Monday, June 15, 2009

Witz DOESN'T Pick: Connecticut Credentials

I've been in Connecticut for the last couple of weeks, I grew up here for twenty-two years, and I've driven Subaru station wagons since I was sixteen years old, but it was at exactly 3:57 p.m. this afternoon that I was officially invited to be a member of this state. J. Crew emailed me today and invited me to their "PRIVATE SALE" with the additional subject of "(it's super top-secret)."** Apparently, the only Connecticut credentials I had been lacking were the two polo shirts that I bought last week. Now that my wardrobe is fully stocked with poppable collars, I'm ready for membership.

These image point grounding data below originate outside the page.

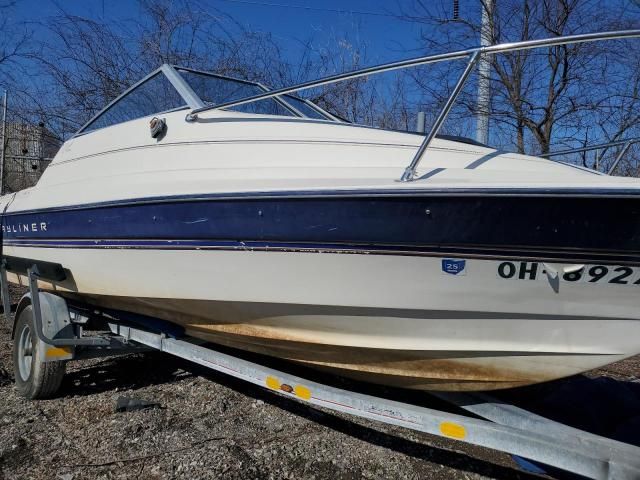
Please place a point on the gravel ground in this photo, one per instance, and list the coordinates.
(212, 426)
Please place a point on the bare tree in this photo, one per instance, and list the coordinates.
(541, 96)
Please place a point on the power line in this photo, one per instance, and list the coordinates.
(318, 9)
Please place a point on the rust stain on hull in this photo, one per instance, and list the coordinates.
(424, 370)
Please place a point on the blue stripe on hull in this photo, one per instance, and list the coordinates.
(599, 228)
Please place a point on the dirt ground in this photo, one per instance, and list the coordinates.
(211, 426)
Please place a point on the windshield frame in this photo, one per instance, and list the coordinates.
(192, 100)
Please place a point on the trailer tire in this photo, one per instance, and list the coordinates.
(35, 379)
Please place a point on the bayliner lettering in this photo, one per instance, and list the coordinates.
(25, 227)
(612, 274)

First of all, really? Is it "super top-secret?" because you sent it to my google mail account and I, for one, don't feel I've earned your trust. I wanna meet the person who says, "Well fuck me, I better see what's inside this email!" What's inside the email is this: "Shhhhhhhh" reads the first line-- "PRIVATE SALE." I'm sorry, but did you just email shush me? Did I sign some sort of non-disclosure agreement when I signed for my credit card? (This actually gives me a great idea-- next time you buy something with your credit card and they ask you to "please sign here," say, "Sorry, I'm going to need a minute to look this over before I sign anything," and then make a series of, "Mm-hm," sounds before you finally announce, "Well, this agreement appears adequate," and sign the receipt.) Am I really supposed to be wooed by the promise of this "private" sale? Who's the douchebag who DOESN'T tell their friends about it??

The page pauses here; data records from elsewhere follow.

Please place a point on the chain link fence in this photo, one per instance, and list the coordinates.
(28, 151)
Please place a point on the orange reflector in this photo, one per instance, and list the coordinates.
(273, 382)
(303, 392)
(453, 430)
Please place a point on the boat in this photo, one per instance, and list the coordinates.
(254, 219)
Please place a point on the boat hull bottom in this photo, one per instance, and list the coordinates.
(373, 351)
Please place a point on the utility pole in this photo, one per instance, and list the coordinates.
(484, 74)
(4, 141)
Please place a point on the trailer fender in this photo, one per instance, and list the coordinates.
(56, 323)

Friend: Hey Witz, what's this I hear about a sale at J. Crew online?
Witz: ...I don't know what you're talking about...

When I asked E-Funk All-Star (also an invitee because she boats) who the email was marketed towards she replied, "Everyone that has an email address." Touche, but if that's the case, then I have to assume J. Crew thinks we're all huge gossips who can't keep a secret, because THEY'RE A BUSINESS and they want AS MANY PEOPLE AS POSSIBLE TO BUY THEIR PRODUCT. I would be mildly offended by this, but I quickly realized the coupon was not meant for me:

"Enjoy 20% off purchases of $175 or more."

Oh, poor, misled J. Crew-- I don't have $175 to spend on your clothes! I looked in the Sunday paper for coupons to get a coffee coolatta for less than the regular price of $1.99. "If I'm paying 2 dollars, I better be getting a free donut or something!" That's the kind of enjoyment I'm looking for-- cheap and caloric.

I do hope other companies start this kind of marketing, but with a little bit more intensity. I want to get invited to the "Shut the Fuck Up About It" sale at Sports Authority and the "Don't Invite Your Weird Friend Brian-- That Kid Sucks" sale at Banana Republic.

So, unfortunately, it looks like I won't be joining the handpicked elite of Connecticut any time soon, but that's ok, because I live in San Francisco and am only four burritos away from the five-thousand required on my proof of residency card. And that's good enough for me right now.

The Secret Code Is "SECRET" By the Way...Because They Respect Us That Little,

**They even used that extraneous hyphen to lure me in. Speaking of hyphens, I learned recently that someone my friend knows is named Ladasha...only it's spelled "La-a" (guess if she's white or not). Aside from the fact that the girl is going to be called "La ah," her entire life, wouldn't it actually be "Lahyphena?" Obviously I'm excited for the possibilities this opens up. "This is my daughter Kate; spelled like it sounds-- with an 8." "Please meet my slutty daughter Tr&." Endless possibilities-- I predict a celebrity utilizes this for their child within the next 10 months.